Comments (2)
Yup, I would recommend defining your own Summarization Model with a custom prompt, something like the following, for example:
from raptor import RetrievalAugmentation, RetrievalAugmentationConfig, BaseSummarizationModel
from openai import OpenAI
from tenacity import retry, stop_after_attempt, wait_random_exponential
class LegalGPT3TurboSummarizationModel(BaseSummarizationModel):
def __init__(self, model="gpt-3.5-turbo"):
self.model = model
@retry(wait=wait_random_exponential(min=1, max=20), stop=stop_after_attempt(6))

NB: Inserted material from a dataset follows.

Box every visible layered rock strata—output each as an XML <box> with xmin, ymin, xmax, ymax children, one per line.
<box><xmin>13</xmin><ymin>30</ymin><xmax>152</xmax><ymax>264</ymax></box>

def summarize(self, context, max_tokens=500, stop_sequence=None):
try:
client = OpenAI()
response = client.chat.completions.create(
model=self.model,
messages=[
{"role": "system", "content": "You are a helpful legal research assistant."},
{
"role": "user",
"content": f"Write a summary of the following legal text, making sure to include all relevant section numbers and legislation names in the summary: {context}",
},
],
max_tokens=max_tokens,
)
return response.choices[0].message.content
except Exception as e:
print(e)
return e
RAC = RetrievalAugmentationConfig(summarization_model=LegalGPT3TurboSummarizationModel())
RA = RetrievalAugmentation(config=RAC)
RA.add_documents(text)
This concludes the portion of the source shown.